Open Data at the World Bank: 2 years old today

Today is the second birthday of the Bank's Open Data Initiative—announced by the Bank's President, Robert Zoellick on April 20th, 2010:


"It's important to make the data and knowledge of the World Bank available to everyone. Statistics tell the story of people in developing and emerging countries and can play an important part in helping to overcome poverty."


To mark the occasion, we've created a new blog specifically aimed at discussing data and open data issues related to development. And I'm going to use the opportunity of this first post to briefly look back and recap what's been achieved, and—more importantly—to outline some of the plans we have for moving ahead.

When we started out, we focused on making existing public datasets freely available and as accessible as possible, building on the new Access to Information Policy. To make sure our data was usable, we "ate our own dog food;" that is, we developed our own website using the same data and tools (an application programming interface, or API) that we provide to the public. And we developed an "open" Terms of Use for World Bank datasets, together with a single catalog listing of all our open data resources.

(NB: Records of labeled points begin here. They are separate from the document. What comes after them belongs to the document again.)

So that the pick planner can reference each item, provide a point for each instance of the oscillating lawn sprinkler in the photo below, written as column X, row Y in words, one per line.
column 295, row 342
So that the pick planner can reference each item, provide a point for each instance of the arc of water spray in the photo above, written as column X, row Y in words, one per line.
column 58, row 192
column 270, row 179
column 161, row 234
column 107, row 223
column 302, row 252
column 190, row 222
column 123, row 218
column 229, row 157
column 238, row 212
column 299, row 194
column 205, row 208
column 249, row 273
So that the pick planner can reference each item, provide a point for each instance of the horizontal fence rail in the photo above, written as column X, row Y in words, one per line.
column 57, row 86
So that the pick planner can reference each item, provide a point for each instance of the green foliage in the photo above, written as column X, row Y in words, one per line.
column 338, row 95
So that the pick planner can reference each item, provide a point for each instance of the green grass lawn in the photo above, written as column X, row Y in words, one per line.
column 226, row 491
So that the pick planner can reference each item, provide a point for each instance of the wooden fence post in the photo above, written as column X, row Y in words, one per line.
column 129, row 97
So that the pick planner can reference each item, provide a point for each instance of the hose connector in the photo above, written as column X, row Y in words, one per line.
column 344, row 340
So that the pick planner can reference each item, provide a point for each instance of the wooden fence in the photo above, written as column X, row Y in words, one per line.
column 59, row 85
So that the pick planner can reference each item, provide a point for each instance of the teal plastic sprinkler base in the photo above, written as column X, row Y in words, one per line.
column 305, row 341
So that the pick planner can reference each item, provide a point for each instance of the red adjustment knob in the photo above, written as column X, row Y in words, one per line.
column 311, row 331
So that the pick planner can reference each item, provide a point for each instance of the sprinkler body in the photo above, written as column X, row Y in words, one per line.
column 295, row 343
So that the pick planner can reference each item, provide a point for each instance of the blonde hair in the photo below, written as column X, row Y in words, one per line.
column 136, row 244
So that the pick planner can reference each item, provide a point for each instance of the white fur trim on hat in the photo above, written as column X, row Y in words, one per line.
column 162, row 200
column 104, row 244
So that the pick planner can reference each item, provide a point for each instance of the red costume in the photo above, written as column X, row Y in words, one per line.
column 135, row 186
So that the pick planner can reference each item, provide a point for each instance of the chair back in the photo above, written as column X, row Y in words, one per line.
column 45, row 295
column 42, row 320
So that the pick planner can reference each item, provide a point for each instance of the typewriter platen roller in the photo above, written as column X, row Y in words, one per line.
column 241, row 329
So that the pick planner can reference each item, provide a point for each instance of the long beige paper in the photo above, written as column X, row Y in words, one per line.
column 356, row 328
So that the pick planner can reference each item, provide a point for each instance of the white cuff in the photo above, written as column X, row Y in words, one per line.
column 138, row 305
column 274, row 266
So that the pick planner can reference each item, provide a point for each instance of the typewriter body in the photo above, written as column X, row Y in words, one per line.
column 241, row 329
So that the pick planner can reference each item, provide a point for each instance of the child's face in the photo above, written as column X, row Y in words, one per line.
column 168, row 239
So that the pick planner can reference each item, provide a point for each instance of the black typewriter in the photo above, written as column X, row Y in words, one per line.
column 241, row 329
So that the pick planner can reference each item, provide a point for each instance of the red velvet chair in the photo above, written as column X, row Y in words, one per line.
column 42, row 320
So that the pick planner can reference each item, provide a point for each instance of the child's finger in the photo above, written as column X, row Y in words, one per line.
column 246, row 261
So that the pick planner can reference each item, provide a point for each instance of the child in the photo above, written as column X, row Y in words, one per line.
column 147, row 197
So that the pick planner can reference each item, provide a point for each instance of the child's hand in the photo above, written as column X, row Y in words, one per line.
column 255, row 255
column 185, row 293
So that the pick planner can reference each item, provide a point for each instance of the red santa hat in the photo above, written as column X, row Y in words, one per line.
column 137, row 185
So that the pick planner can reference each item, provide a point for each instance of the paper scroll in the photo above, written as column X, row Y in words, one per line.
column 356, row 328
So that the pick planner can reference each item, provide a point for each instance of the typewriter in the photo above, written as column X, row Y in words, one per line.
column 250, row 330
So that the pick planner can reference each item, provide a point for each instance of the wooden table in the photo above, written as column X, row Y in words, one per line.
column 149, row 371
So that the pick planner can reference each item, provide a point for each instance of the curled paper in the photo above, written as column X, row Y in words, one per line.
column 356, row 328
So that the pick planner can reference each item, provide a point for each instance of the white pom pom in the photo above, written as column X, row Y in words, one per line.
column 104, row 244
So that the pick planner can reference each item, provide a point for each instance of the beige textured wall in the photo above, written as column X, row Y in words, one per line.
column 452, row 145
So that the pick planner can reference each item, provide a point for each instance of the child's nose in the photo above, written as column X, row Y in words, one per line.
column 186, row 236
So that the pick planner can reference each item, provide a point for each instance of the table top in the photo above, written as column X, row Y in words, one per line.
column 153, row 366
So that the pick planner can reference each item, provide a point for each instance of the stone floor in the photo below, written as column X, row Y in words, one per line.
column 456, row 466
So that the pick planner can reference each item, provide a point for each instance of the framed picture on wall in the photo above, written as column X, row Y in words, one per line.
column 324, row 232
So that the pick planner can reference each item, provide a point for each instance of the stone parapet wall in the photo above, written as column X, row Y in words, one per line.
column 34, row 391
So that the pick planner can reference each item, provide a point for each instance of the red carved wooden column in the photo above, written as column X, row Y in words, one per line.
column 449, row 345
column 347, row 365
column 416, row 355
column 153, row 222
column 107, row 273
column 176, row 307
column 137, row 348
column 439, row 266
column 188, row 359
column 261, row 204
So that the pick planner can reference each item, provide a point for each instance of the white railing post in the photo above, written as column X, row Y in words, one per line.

Since then, we've been adding datasets to the catalog at a rapid rate. There are now many more development indicators, from around 2,000 in the initial release to over 8,000 today; a new interface and API for accessing data on the Bank's projects and operations—with project activities geo-coded and shown on maps; datasets on the financial aspects of the Bank's business (we're a Bank, after all); and a library of raw data from household and other surveys—an enormously popular resource for development researchers. This week we've updated the World Development Indicators database—the open data source behind the open data website—with the 2012 edition.

Being more open has helped us provide World Bank data in multiple ways: we've published to the International Aid Transparency Initiative's registry, we've mashed-up World Bank projects together with indicators of development progress, and we've launched interactive applications to better analyze key datasets—such as poverty, climate change, jobs, financial inclusion, and aid flows. We've developed applications for mobile devices, with free applications for all major platforms. And, earlier this month, the Bank launched a new Open Knowledge Repository with over 2,100 research and knowledge reports available under a Creative Commons (CC-BY) license—with more reports being added every week.

That's an impressive list. But we've also learnt that others can often do things better than we can. Software developers have been quick to build applications using the datasets. We had overwhelming responses to the Apps for Development competition we ran last year, and the Apps for Climate competition which closed last month. To solve development challenges, you need to understand them; statisticians and designers have developed impressive, innovative visualizations, and story-tellers like Hans Rosling have brought the numbers to life to help explain and illuminate key development policy issues.

So what's next? How can we manage the growth of online data properties? How do we make sure that the data we provide, which often describe complex phenomena, can be interpreted and used correctly? How can open data have an impact on our mission to reduce poverty?

In the last few months, we've been thinking about these and other questions, and we've concluded that some of the priorities and principles are:

To build better links between open data resources. Integrate open data resources, but be careful not to constrain growth—the principle should be "small pieces loosely joined," using open metadata standards. An improved data catalog, bringing datasets from different data repositories together, is a key priority. We've made a start this week, with a new design for the data website country pages, bringing together resources from several data repositories.

To provide better metadata. Data is not enough—good quality, accessible context and documentation (metadata) is often just as important. Part of this should be about World Bank data specialists providing documentation in searchable, accessible, and usable ways; but it's also important to provide online, community mechanisms for sharing the knowledge of other data producers and users.

To promote interaction and use. We plan to continue to improve the tools available for accessing and visualizing our datasets. As an example, we've recently upgraded our DataBank application, so that you can save and share reports, charts, and maps. We aim to develop and share new and innovative ways to help you explore data.

To be more local. Data are often most powerful when used to address pressing local concerns. Meeting this demand means finding ways to provide more datasets at sub-national or transactional levels, with higher-frequency updates and with improved support for local languages. We're working on "curating" key development indicators at sub-national levels, and we're working with countries to support their efforts to publish datasets openly.

To listen more, and to support the global community. We think it should be easier to ask questions, receive answers, provide feedback—and we want to be responsive to what we hear and to support the global open data community. We're taking some actions: we're planning to support on-line discussions about the datasets we publish, through blogs and community forums, and in partnership with the US Government we're hosting the next International Open Government Data Conference here at World Bank headquarters, on July 10-12, 2012.

We're starting to implement some of these plans now, but we're very eager to hear from you. What do you think of these ideas? What are we still missing? I'm looking forward to your thoughts.